My current firebase structure looks like the following
Originally, my security looks like
{
"rules": {
"users": {
"$companyId": {
"$userId": {
".read": "auth != null",
".write": "auth != null",
}
}
}
}
}
This is all fine as I can simply get the user detail via
// get user information from database
getUserInformation(companyId: string, uid: string) {
let path = '/users/' + companyId + '/' + uid;
return this.af.database.object(path, { preserveSnapshot: true })
}
However, I want to add more security to this branch such that the user can not update the code in the front end to modify some of these entries via write operation (Read is OK). I want to have the user the ability to modify these entries based on the isAdmin flag For example,
- companyId (read: auth != null, write: isAdmin == true)

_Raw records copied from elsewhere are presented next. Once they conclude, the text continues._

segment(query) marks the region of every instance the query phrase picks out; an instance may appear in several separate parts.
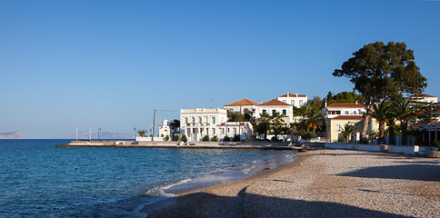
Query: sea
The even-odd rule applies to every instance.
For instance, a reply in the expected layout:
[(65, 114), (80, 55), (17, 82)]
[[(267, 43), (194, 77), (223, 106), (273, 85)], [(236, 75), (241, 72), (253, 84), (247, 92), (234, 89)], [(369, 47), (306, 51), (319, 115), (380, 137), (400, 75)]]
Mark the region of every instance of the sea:
[(0, 140), (0, 217), (146, 217), (175, 193), (294, 162), (294, 151), (55, 147)]

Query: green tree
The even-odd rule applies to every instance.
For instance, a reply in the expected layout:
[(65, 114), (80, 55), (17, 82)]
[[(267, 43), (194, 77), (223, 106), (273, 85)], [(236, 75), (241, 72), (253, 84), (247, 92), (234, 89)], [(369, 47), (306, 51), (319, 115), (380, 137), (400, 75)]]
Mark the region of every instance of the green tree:
[(177, 131), (180, 128), (180, 121), (177, 119), (174, 119), (170, 122), (170, 129), (173, 131)]
[(388, 111), (390, 110), (389, 102), (381, 102), (373, 104), (372, 108), (366, 114), (374, 117), (379, 123), (379, 138), (385, 136), (385, 124), (387, 121)]
[(281, 128), (283, 127), (283, 117), (284, 115), (278, 112), (274, 113), (274, 114), (271, 116), (272, 124), (274, 125), (274, 132), (276, 138), (278, 138), (278, 134), (280, 134)]
[(137, 131), (137, 134), (139, 134), (139, 136), (141, 136), (141, 137), (145, 137), (146, 133), (148, 133), (148, 131), (146, 131), (146, 130), (138, 130), (138, 131)]
[(204, 141), (204, 142), (209, 142), (209, 136), (208, 135), (205, 135), (204, 138), (202, 139), (202, 141)]
[(182, 134), (182, 141), (183, 141), (184, 143), (188, 142), (188, 138), (186, 137), (186, 134)]
[(345, 139), (345, 143), (348, 143), (350, 141), (350, 136), (352, 135), (353, 133), (355, 133), (355, 130), (356, 127), (355, 125), (346, 124), (345, 126), (343, 127), (341, 130), (342, 135)]
[(396, 118), (400, 121), (402, 128), (402, 144), (406, 144), (408, 121), (416, 116), (415, 110), (411, 106), (411, 102), (405, 99), (395, 102), (393, 108)]
[[(375, 103), (419, 94), (426, 87), (426, 78), (414, 61), (414, 51), (406, 49), (405, 43), (368, 44), (353, 55), (333, 75), (350, 79), (355, 90), (365, 97), (367, 114)], [(366, 115), (363, 137), (366, 136), (368, 119)]]

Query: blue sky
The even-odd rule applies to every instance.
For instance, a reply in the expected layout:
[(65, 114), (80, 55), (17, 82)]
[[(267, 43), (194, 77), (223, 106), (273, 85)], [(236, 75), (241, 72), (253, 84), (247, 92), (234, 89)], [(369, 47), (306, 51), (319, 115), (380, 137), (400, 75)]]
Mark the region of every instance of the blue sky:
[(440, 95), (439, 1), (0, 1), (0, 133), (148, 129), (181, 108), (351, 91), (335, 69), (405, 42)]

- companyName (read: auth != null, write: isAdmin == true)
- dailySubmissionLimit (read: auth != null, write: isAdmin == true)

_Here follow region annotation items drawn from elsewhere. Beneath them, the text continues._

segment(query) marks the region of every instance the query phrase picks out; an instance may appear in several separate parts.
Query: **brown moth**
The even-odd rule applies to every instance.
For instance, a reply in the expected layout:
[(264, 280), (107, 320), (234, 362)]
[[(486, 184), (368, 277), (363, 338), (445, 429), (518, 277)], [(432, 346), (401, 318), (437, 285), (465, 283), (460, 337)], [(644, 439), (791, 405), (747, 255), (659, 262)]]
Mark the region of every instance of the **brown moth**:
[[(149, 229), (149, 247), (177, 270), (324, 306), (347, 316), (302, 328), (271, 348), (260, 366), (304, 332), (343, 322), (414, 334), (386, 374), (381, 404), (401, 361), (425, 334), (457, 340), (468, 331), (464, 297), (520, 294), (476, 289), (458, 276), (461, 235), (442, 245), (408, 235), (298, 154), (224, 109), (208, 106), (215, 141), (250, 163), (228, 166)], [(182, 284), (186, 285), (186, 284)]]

- defaultApproverEmail (read: auth != null, write: isAdmin == true)
- email (read: auth != null, write: isAdmin == true)
- firstName (read: auth != null, write: isAdmin == true)
- id (read: auth != null, write: isAdmin == true)

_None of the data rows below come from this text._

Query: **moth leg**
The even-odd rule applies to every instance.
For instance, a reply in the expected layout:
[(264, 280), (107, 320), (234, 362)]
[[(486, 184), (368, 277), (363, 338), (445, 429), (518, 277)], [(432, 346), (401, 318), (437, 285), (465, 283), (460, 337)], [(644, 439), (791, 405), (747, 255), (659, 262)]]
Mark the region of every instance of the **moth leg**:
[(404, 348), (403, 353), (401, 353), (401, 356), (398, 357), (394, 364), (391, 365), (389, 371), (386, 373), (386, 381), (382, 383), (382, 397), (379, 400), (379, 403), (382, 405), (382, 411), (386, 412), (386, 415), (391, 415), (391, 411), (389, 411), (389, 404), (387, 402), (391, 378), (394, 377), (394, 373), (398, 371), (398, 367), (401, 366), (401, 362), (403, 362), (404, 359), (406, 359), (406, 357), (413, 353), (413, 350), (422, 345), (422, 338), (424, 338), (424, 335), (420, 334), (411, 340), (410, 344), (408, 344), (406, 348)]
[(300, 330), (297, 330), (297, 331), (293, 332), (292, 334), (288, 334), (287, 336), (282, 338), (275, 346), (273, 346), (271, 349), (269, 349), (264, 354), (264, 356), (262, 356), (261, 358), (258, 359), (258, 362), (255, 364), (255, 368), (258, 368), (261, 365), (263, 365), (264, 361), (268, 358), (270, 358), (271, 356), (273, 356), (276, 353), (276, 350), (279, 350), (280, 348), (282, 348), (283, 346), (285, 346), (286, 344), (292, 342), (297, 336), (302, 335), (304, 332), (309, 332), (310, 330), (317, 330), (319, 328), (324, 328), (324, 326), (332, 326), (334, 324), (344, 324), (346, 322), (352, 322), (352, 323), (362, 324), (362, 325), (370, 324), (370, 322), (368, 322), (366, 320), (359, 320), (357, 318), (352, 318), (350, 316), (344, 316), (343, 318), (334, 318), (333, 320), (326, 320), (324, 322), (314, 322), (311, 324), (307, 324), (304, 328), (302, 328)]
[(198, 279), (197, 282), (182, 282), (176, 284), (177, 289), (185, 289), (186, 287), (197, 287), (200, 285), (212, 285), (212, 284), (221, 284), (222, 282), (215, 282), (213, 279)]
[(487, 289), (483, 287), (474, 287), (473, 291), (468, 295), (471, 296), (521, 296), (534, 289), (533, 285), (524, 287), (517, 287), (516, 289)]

- isAccountActive (read: auth != null, write: isAdmin == true)
- isAdmin (read: auth != null, write: false)
- isPasswordOutdated (read: auth != null, write: auth!=null)
- lastLoggedIn (read: auth != null, write: auth!=null)
- lastName (read: auth != null, write: isAdmin == true)
- passwordChangeDate_epoch (read: auth != null, write: auth!=null)
- registerationDate (read: auth != null, write: isAdmin == true)
- team (read: auth != null, write: isAdmin == true)
- userDefaults (read: auth != null, write: auth!=null)
Since all read = auth != null.. Initially, I thought since I am able to read all the node, I could set the security individual rule for each node as shown below
{
"rules": {
"users": {
"$companyId": {
"$userId": {
"companyId": {
".read": "auth != null",
".write": "(auth != null) && (root.child('users').child($companyId).child(auth.uid).child('isAdmin').val() == true)"
},
"isAdmin": {
".read": "auth != null",
".write": "false"
},
"lastLoggedIn": {
".read": "auth != null",
".write": "auth != null"
},
...
}
}
}
}
}
This however failed when I try to getUserInformation() because I am querying '/users/' + companyId + '/' + uid and the security rule for that particular branch is unknown
I am guessing as an alternative, I could query each node instead '/users/' + companyId + '/' + uid + '/companyId' and combine the data using forkJoin or some sort. This would be highly ineffecient as I am now calling the database nth time instead of one time.
Another approach that I can think of is to structure the data abit differently by categorising them into three branches "userCanModify", "adminCanModify", "noOnCanModify". Then set security rule for these three nodes as required. But this seems more like a hack to me as I have to re-structure my data to a very odd format. Also, I will still have to make three request to get the full picture of the user detail
{
"rules": {
"users": {
"$companyId": {
"$userId": {
"userCanModify": {
"lastLoggedIn": {
".read": "auth != null",
".write": "auth != null"
},
...
},
"adminCanModify": {
"companyId": {
".read": "auth != null",
".write": "(auth != null) && (root.child('users').child($companyId).child(auth.uid).child('isAdmin').val() == true)"
},
"companyName": {
".read": "auth != null",
".write": "(auth != null) && (root.child('users').child($companyId).child(auth.uid).child('isAdmin').val() == true)"
},
...
},
"noOneCanModify": {
"isAdmin": {
"read": true,
"write": false
},
...
}
}
}
}
}
}
Is there a much better solution out there that I am missing?